节点文献
基于判别学习的图像目标分类研究
Image Object Classfication Research Based on Discriminative Learning
【作者】 陈海林;
【导师】 吴秀清;
【作者基本信息】 中国科学技术大学 , 信号与信息处理, 2009, 博士
【摘要】 图像内容分析与理解是视觉智能的重要内容之一,图像目标分类是图像内容分析与理解领域的研究热点,图像目标分类在实际生活中有着重要的应用,已经获得广泛研究。当前图像目标分类的基本思想是先建立图像目标的描述,然后利用机器学习方法学习图像目标类型,最后利用学习得到的模型对未知图像目标进行分类或识别。计算机表示的底层特征与人类理解的高层语义特征存在语义鸿沟,使得图像目标分类面临着很大挑战,图像目标分类有待进一步研究。由于判别学习具有很好的实际应用性能,本文主要研究如何将图像目标描述与判别学习进行融合,并应用于图像目标分类。

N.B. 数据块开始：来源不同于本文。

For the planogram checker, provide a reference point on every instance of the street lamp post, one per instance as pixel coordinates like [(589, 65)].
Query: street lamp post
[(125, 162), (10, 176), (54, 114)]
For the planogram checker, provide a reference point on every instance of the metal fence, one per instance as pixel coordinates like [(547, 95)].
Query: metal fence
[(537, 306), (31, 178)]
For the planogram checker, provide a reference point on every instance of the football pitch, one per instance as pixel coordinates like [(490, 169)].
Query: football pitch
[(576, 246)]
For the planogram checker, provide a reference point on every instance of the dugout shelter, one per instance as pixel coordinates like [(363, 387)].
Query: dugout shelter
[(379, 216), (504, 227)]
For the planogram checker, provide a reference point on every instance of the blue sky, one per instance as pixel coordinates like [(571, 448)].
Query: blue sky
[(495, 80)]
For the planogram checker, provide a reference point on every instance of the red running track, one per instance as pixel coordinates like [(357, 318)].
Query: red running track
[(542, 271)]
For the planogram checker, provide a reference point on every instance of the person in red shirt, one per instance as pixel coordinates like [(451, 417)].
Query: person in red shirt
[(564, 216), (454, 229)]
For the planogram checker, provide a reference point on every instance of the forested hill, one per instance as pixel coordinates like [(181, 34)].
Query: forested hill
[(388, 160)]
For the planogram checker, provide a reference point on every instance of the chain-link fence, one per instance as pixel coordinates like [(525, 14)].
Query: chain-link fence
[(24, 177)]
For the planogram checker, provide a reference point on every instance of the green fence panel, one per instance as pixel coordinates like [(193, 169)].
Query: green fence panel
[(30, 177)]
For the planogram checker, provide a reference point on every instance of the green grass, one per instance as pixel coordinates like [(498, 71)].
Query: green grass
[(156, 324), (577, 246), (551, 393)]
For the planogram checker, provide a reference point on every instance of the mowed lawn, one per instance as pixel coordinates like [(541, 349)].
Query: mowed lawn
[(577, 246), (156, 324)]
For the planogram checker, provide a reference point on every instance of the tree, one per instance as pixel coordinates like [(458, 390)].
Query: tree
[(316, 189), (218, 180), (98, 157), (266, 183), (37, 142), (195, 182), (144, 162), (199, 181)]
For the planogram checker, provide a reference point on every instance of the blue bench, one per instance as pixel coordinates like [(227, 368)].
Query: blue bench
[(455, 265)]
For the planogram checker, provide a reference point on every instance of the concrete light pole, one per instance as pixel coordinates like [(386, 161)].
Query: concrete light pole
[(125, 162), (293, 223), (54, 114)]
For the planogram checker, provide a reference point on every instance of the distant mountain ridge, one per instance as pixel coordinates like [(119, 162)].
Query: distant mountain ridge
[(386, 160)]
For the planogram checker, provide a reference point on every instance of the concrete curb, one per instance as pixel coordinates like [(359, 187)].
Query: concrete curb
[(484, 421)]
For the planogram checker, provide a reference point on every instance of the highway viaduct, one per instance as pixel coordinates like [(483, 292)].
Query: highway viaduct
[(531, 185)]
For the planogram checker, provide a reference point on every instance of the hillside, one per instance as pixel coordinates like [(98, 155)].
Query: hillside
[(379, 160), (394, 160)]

本文主要从两个大的方面研究图像目标分类,即通用图像目标分类和特定图像目标分类,对于通用图像目标分类采用基于局部特征的图像描述与判别学习算法相融合的方法,对于特定图像目标分类根据特定图像目标的特性提取不同的全局特征,然后结合相应的判别分类方法进行图像目标分类。本文的主要研究工作和创新点归纳如下:1.充分挖掘局部特征在特征空间的结构特性,提出密度导向的树型结构核函数,该核函数是非参数核函数,具有与特征点数目成线性关系的计算复杂度,能够计算出具有不等势的两个特征点集之间局部匹配关系,具有较好的匹配能力,无需用户指定特定参数,满足正定条件,可以用于基于核函数的学习算法,能够将图像目标的描述和判别分类器进行良好的融合,进行图像目标定位或识别。实验表明该核函数具有良好的局部匹配性能和图像目标的分类能力。2.研究局部特征在图像空间的位置相关性,提出局部特征空间相关核函数,该核函数可以较好地描述局部特征在图像中相对位置关系,满足正定条件,可以嵌入基于核的学习算法,且具有较好的时间效率。实验结果表明局部特征空间相关核函数具有较好的分类性能。3.研究局部特征同时在图像空间和特征空间的关系,提出双空间金字塔匹配核函数,该核函数可以满足正定条件,具有线性计算复杂度,可以嵌入基于核的学习算法。实验结果表明双空间金字塔匹配核具有较好的分类性能。4.仔细分析遥感图像的语义内容,设计一种遥感图像语义内容层次模型,可以将遥感图像语义层次模型应用于遥感图像分类、检索,目标检测和识别等。提出基于角点分布特征的中低分辨率遥感图像飞机检测方法,该方法利用飞机的角点分布特征可以快速地进行目标粗定位,为后面的分类判别减少计算量,然后使用简单有效的空间结构特征和决策树对飞机进行判别,实验取得良好的效果。5.针对基于相机的中英文字符语言种类自动识别问题,提出一种基于后验概率估计的层叠分类器,该层叠分类器的节点分类器采用判别学习算法,采用两种方法设计层叠分类器的节点阈值,即独立阈值设计和非独立阈值设计,并从理论上设计满足整体要求的层叠分类器。该层叠分类器的设计为高分类率的分类器设计提供了一种理论方法。为了能够很好地挖掘中英文字符之间的结构差异,提出采用基于象素梯度信息的水平垂直笔画向量和梯度方向相关图,以及基于位置相关象素的相对灰度信息的Census变换(Census Transform)直方图,它们对光照、噪声以及分辨率等都具有良好的鲁棒性,可以应用于基于相机的图像。理论分析和实验结果表明,非独立阈值设计可以使层叠分类器获得更高的分类率,提出的方法对于基于相机的中英文字符语言种类具有良好的分类能力。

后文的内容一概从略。